最初に木星をおとずれた惑星探査機は、1973年12月のNASA(アメリカ航空宇宙局)のパイオニア10号である。木星に13万kmまで近づき、のちに4万3000kmまで接近した11号(1974年12月)とともに木星の近接撮影に成功した。79年3月にはボイジャー1号が、7月にはボイジャー2号が、それぞれ接近してさらにくわしく観測をおこなった。その成果としては、木星の環や衛星イオの活火山を発見し、地表のようすを解明したことがあげられる。 同じくNASAの探査機ガリレオは、1989年10月にスペースシャトルから放出され、95年7月に大気を観測するためのプローブ(探査装置)を切りはなした。プローブは12月に木星大気に突入、強い風がふいていることなどを観測した。ガリレオ本体は12月7日、減速して木星周回軌道に入った。衛星のエウロパやガニメデ、カリストに接近して観測し、エウロパの表面に氷が存在することや、ガニメデの大気に酸素がふくまれていることなどを発見した。2000年2月からは第3次ミッションであるガリレオ・ミレニアム・ミッションに入っており、03年8月まで観測をつづける。

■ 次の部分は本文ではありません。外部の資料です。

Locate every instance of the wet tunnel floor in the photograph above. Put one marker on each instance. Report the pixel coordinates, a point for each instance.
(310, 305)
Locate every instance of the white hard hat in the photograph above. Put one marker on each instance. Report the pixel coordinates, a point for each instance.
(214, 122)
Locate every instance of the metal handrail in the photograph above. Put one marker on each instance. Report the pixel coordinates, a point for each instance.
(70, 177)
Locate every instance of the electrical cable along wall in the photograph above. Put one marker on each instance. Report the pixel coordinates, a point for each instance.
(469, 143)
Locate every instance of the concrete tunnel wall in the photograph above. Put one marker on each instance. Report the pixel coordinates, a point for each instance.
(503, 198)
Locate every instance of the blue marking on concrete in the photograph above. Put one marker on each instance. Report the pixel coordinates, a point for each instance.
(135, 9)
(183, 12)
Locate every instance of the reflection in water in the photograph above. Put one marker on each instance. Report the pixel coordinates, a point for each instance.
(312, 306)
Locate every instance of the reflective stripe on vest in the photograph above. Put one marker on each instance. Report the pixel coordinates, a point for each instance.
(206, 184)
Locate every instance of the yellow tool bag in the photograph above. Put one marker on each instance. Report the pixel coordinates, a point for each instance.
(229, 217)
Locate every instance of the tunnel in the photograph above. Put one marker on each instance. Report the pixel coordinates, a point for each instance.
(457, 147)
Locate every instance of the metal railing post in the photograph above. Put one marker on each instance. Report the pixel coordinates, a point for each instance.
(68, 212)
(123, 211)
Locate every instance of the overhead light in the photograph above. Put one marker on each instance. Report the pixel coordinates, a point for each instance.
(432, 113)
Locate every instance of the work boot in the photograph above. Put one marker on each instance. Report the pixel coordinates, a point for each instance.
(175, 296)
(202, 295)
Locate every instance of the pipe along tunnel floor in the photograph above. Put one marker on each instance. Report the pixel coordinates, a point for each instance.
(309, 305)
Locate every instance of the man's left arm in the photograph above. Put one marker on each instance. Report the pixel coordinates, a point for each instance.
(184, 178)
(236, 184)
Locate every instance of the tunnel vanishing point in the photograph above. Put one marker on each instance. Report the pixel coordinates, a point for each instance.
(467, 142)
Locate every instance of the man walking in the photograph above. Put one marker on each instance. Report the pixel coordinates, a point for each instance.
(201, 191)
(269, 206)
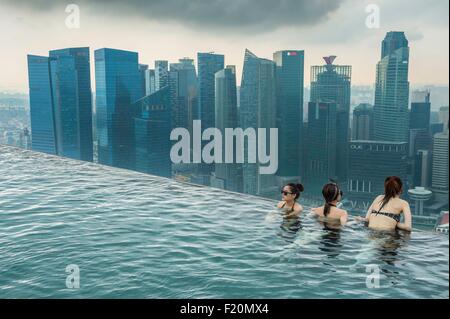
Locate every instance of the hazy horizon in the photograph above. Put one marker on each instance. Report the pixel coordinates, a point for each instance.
(169, 30)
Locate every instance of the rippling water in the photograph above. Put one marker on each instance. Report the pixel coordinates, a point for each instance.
(137, 236)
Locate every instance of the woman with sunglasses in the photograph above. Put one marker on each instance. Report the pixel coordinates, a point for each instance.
(289, 196)
(329, 211)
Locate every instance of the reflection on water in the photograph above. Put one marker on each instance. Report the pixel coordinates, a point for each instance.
(139, 236)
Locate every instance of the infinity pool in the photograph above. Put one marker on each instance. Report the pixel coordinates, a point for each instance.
(138, 236)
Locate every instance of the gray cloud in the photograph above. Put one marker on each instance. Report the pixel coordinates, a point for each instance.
(233, 15)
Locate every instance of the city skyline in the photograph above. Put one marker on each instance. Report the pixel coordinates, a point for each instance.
(357, 46)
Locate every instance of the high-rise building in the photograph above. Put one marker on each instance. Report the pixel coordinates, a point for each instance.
(440, 166)
(392, 90)
(370, 163)
(208, 65)
(257, 110)
(152, 127)
(161, 74)
(422, 168)
(183, 83)
(331, 83)
(321, 135)
(362, 128)
(227, 175)
(143, 68)
(43, 132)
(118, 86)
(289, 92)
(61, 103)
(150, 82)
(420, 111)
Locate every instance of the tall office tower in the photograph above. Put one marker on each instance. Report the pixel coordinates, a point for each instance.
(143, 68)
(440, 166)
(152, 127)
(227, 175)
(257, 110)
(61, 103)
(118, 86)
(150, 82)
(362, 128)
(289, 92)
(208, 65)
(392, 90)
(183, 83)
(370, 163)
(321, 163)
(332, 83)
(161, 74)
(420, 111)
(422, 168)
(443, 117)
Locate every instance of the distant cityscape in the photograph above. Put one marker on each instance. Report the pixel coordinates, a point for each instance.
(328, 129)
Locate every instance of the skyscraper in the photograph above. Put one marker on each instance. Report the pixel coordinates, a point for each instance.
(420, 111)
(289, 92)
(370, 163)
(331, 83)
(143, 68)
(227, 175)
(61, 101)
(208, 65)
(43, 131)
(150, 82)
(257, 110)
(118, 86)
(321, 145)
(161, 74)
(392, 90)
(183, 77)
(152, 127)
(362, 128)
(440, 166)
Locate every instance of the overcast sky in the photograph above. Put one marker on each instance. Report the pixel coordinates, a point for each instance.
(172, 29)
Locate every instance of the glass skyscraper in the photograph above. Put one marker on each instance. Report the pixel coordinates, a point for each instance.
(151, 116)
(227, 175)
(332, 83)
(61, 103)
(257, 110)
(289, 91)
(43, 131)
(118, 86)
(321, 145)
(208, 65)
(392, 90)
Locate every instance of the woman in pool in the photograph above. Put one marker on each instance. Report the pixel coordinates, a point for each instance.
(385, 211)
(289, 196)
(329, 212)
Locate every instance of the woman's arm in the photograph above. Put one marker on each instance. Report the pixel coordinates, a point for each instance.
(407, 223)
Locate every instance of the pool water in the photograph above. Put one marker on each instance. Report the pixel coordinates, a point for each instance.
(133, 235)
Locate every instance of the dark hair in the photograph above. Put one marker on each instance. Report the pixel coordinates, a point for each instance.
(393, 186)
(296, 189)
(330, 192)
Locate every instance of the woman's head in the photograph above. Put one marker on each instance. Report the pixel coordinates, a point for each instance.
(331, 193)
(291, 191)
(393, 186)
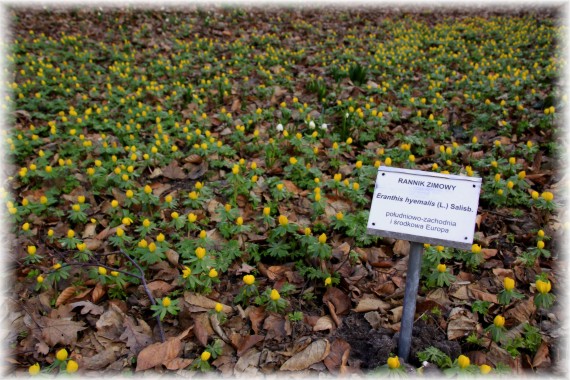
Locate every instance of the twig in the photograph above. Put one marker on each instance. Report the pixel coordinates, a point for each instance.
(146, 289)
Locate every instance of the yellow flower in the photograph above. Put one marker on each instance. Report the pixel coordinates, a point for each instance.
(283, 221)
(34, 369)
(509, 284)
(499, 321)
(393, 362)
(200, 252)
(485, 369)
(543, 287)
(61, 355)
(463, 361)
(274, 295)
(72, 366)
(248, 279)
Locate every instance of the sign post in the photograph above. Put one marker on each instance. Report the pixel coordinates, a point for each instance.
(422, 207)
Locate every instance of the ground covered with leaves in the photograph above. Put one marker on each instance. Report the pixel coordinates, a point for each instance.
(188, 190)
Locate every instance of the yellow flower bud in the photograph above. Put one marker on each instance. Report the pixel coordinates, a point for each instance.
(393, 362)
(274, 295)
(61, 355)
(200, 252)
(543, 287)
(248, 279)
(509, 284)
(71, 366)
(283, 221)
(34, 369)
(463, 361)
(499, 321)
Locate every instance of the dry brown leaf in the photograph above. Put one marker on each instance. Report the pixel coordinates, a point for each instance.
(334, 359)
(370, 303)
(65, 295)
(324, 323)
(99, 361)
(204, 302)
(89, 307)
(256, 315)
(247, 342)
(159, 353)
(248, 363)
(60, 331)
(314, 353)
(159, 288)
(110, 324)
(338, 298)
(136, 336)
(461, 323)
(178, 363)
(173, 171)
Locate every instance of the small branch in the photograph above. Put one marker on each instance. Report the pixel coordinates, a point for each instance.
(147, 290)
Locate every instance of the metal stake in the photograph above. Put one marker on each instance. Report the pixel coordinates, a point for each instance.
(411, 292)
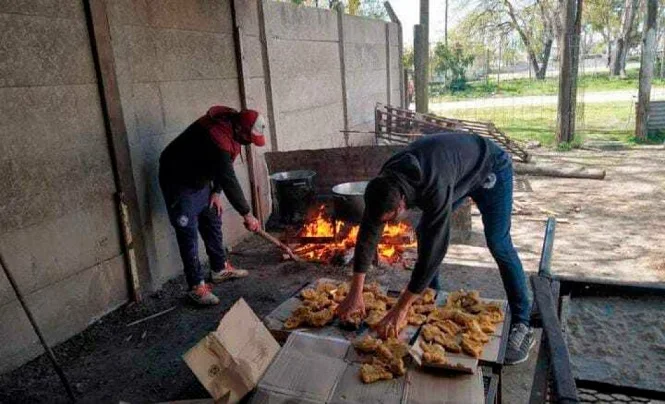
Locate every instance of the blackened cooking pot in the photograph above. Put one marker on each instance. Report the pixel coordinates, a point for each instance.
(295, 194)
(349, 201)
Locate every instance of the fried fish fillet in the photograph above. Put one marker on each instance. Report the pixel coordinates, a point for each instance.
(475, 333)
(321, 318)
(416, 319)
(424, 308)
(374, 317)
(433, 353)
(367, 344)
(370, 373)
(326, 287)
(309, 294)
(448, 326)
(293, 322)
(472, 347)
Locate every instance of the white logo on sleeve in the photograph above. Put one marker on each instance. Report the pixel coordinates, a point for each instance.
(183, 221)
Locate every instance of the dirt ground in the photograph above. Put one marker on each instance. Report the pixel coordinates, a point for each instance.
(614, 231)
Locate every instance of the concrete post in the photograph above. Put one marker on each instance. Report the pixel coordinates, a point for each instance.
(342, 70)
(116, 131)
(646, 68)
(388, 84)
(400, 50)
(420, 64)
(265, 56)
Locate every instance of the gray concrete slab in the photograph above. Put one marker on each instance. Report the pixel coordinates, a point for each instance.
(61, 310)
(313, 128)
(364, 30)
(72, 9)
(364, 56)
(186, 101)
(305, 92)
(39, 51)
(45, 254)
(289, 21)
(294, 58)
(253, 58)
(193, 15)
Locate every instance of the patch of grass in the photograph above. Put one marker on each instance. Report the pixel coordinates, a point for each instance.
(602, 121)
(654, 137)
(550, 86)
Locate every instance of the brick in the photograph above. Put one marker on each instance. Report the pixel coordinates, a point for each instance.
(38, 51)
(289, 21)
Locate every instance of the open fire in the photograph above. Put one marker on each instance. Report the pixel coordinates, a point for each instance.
(324, 240)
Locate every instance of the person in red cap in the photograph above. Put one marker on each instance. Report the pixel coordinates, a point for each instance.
(194, 169)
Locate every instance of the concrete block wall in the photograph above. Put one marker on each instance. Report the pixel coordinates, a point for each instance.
(173, 61)
(303, 53)
(58, 220)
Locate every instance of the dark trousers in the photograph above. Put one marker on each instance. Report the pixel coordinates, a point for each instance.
(495, 205)
(190, 214)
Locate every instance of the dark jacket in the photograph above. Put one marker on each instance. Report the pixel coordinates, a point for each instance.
(432, 174)
(194, 160)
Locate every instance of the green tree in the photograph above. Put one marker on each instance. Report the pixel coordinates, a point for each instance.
(452, 60)
(407, 58)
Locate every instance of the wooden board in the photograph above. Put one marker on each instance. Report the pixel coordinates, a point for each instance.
(463, 362)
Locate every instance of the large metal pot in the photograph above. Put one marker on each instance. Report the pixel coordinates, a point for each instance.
(350, 201)
(295, 193)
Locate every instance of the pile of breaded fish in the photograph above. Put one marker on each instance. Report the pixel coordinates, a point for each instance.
(463, 324)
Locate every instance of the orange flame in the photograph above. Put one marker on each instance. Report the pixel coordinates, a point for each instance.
(322, 226)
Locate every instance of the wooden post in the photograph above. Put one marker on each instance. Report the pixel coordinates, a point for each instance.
(267, 75)
(565, 116)
(400, 55)
(342, 69)
(646, 69)
(116, 133)
(242, 86)
(420, 64)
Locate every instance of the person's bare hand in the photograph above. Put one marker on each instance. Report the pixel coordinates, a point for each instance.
(251, 223)
(216, 203)
(352, 304)
(392, 323)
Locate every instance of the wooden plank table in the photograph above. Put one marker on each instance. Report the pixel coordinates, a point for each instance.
(490, 363)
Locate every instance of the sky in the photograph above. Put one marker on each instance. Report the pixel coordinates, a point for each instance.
(408, 11)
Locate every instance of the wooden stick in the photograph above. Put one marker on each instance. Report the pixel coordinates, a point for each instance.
(35, 327)
(151, 317)
(279, 244)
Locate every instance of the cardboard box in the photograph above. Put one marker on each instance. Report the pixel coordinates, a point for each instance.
(230, 361)
(314, 369)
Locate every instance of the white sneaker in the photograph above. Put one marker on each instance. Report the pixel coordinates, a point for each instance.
(202, 294)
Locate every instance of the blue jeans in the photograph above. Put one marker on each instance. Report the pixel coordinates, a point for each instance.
(495, 205)
(189, 213)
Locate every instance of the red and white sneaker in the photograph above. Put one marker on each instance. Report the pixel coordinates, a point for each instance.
(202, 294)
(229, 272)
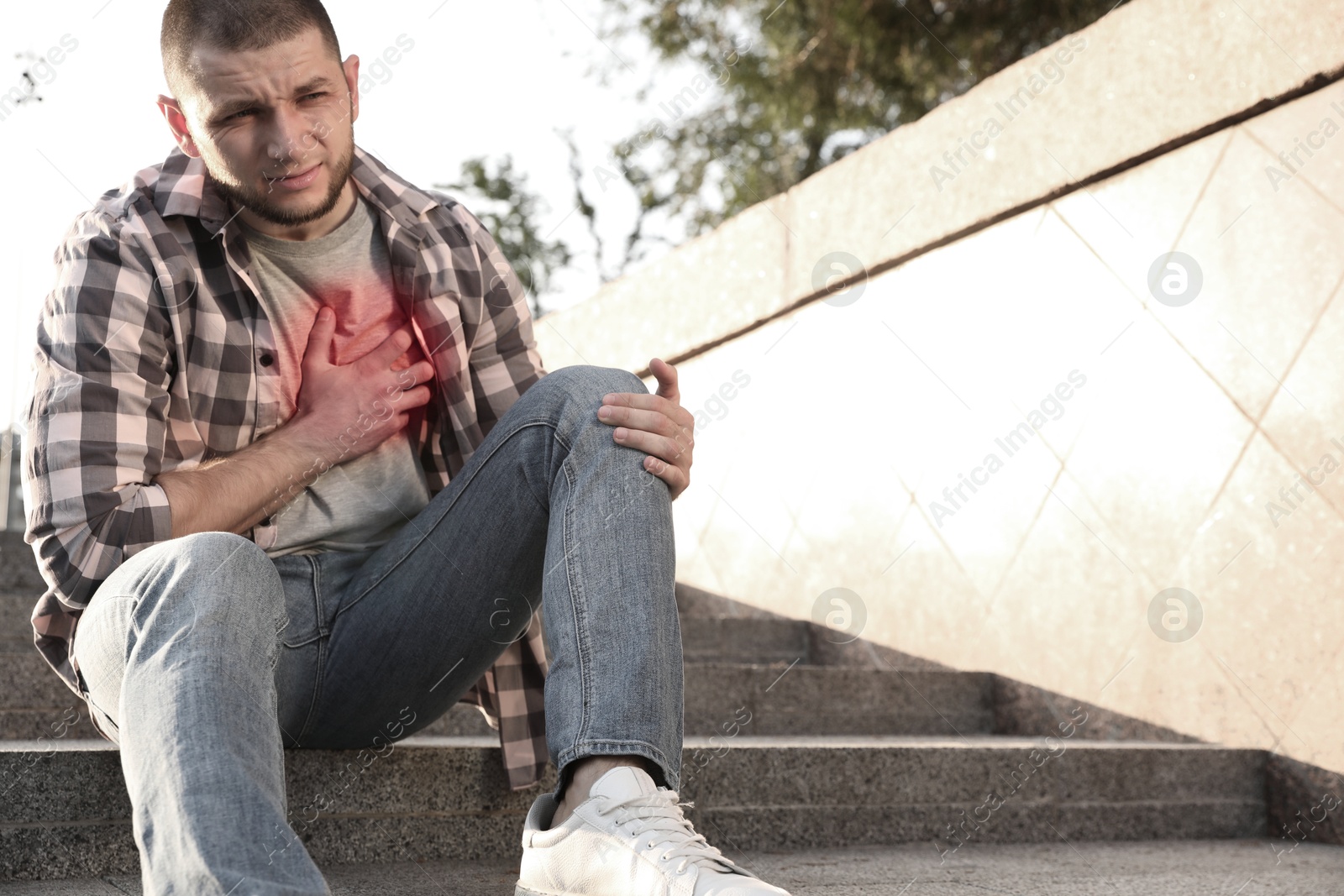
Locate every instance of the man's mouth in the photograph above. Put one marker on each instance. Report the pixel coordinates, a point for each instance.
(297, 181)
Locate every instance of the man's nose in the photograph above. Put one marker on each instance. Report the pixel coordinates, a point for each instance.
(291, 137)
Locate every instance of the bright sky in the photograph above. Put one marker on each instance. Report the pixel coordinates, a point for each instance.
(481, 80)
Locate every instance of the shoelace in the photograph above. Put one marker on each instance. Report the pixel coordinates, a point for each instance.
(660, 815)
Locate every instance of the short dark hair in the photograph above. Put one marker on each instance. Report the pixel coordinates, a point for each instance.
(230, 26)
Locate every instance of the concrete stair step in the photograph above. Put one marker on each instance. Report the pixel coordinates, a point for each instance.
(1142, 868)
(66, 815)
(770, 700)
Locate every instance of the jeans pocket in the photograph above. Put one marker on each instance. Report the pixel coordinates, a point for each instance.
(101, 721)
(302, 624)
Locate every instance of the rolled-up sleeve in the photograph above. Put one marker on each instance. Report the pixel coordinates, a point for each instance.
(97, 414)
(504, 359)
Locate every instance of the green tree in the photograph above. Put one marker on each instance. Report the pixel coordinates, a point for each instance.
(510, 211)
(800, 83)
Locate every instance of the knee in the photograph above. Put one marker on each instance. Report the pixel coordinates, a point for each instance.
(217, 577)
(585, 385)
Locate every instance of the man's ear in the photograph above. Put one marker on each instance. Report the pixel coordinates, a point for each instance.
(178, 125)
(351, 69)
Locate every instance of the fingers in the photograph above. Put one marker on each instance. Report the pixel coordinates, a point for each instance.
(390, 348)
(648, 412)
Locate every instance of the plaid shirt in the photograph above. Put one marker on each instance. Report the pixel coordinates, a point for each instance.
(147, 360)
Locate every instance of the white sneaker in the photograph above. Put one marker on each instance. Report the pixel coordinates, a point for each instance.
(628, 839)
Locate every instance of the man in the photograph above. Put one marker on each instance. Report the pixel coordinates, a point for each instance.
(296, 476)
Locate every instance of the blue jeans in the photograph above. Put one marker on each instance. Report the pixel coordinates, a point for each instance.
(203, 658)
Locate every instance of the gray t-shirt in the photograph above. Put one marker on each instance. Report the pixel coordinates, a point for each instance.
(360, 503)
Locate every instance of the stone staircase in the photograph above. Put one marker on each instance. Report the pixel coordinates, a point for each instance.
(793, 745)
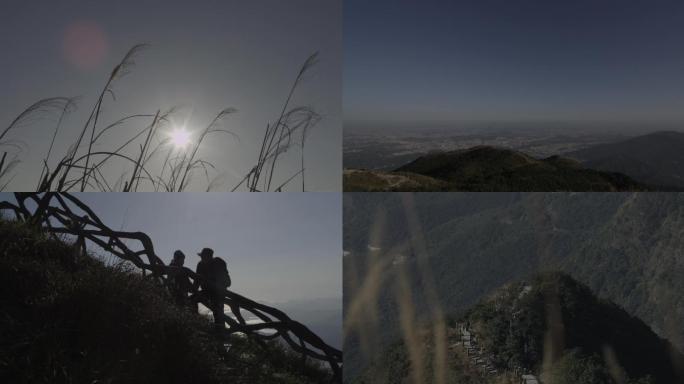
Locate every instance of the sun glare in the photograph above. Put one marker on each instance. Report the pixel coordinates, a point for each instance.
(180, 138)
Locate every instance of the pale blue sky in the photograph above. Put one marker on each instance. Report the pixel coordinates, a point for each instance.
(205, 55)
(278, 246)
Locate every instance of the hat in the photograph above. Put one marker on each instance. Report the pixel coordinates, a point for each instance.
(206, 252)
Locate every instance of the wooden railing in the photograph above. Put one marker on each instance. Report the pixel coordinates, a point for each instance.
(63, 213)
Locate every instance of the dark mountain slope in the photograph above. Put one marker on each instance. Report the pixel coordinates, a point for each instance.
(534, 324)
(549, 326)
(626, 247)
(654, 159)
(68, 318)
(489, 169)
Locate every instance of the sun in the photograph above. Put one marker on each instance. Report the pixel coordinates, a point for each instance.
(180, 138)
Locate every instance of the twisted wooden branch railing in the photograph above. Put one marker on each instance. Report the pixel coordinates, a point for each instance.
(63, 213)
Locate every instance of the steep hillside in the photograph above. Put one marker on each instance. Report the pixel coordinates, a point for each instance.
(68, 318)
(626, 247)
(548, 326)
(655, 159)
(488, 169)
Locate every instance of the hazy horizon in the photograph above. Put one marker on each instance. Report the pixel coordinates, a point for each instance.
(580, 62)
(203, 57)
(279, 247)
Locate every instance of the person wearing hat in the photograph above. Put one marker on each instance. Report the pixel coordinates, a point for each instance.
(180, 284)
(214, 280)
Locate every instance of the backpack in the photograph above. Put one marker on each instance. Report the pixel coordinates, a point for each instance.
(220, 273)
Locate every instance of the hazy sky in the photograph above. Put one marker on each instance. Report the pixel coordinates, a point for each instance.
(205, 55)
(502, 60)
(278, 246)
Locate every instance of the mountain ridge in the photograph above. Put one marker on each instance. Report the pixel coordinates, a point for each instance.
(485, 168)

1995年12月、探査機ガリレオからはなれ、木星の大気圏に進入したプローブは、それまで探査機ボイジャーからのデータや、94年7月にシューメーカー・レビー第9彗星(SL-9:→ 彗星)が木星に衝突した際の大気の分光分析(→ 化学分析)によるデータから科学者が考えていた結果をくつがすようなデータをもたらした。
探査機ボイジャーの赤外線観測によって、木星の質量の18%がヘリウムであるとされていた。しかし探査機ガリレオのプローブがもたらしたデータでは、質量の75%が水素で、ヘリウムは24%という結果が出た。このように結果に差が出たのは、ボイジャーのデータが遠隔測定によるものだったためと考えられている。このヘリウムの質量は、形成されたときの太陽に占めるヘリウムの比率、28%に近い値であり、木星のとなりに位置する土星の約3倍にあたる。このことから、木星と土星とでは進化の過程がことなっていたことが判明した。 木星における水素とヘリウム以外の物質の量はごくわずかしかない。プローブの観測では、炭素、硫黄の量は太陽よりも多く、液化した酸素は予想値よりも少なかった。窒素に関してはまだ確定していない。 さらに炭素や水素などからなる有機化合物についても調査されたが、プローブの観測では極端に少ない量しか発見することができなかった。これは生物発生の過程が生じた可能性がきわめて低いことを意味している。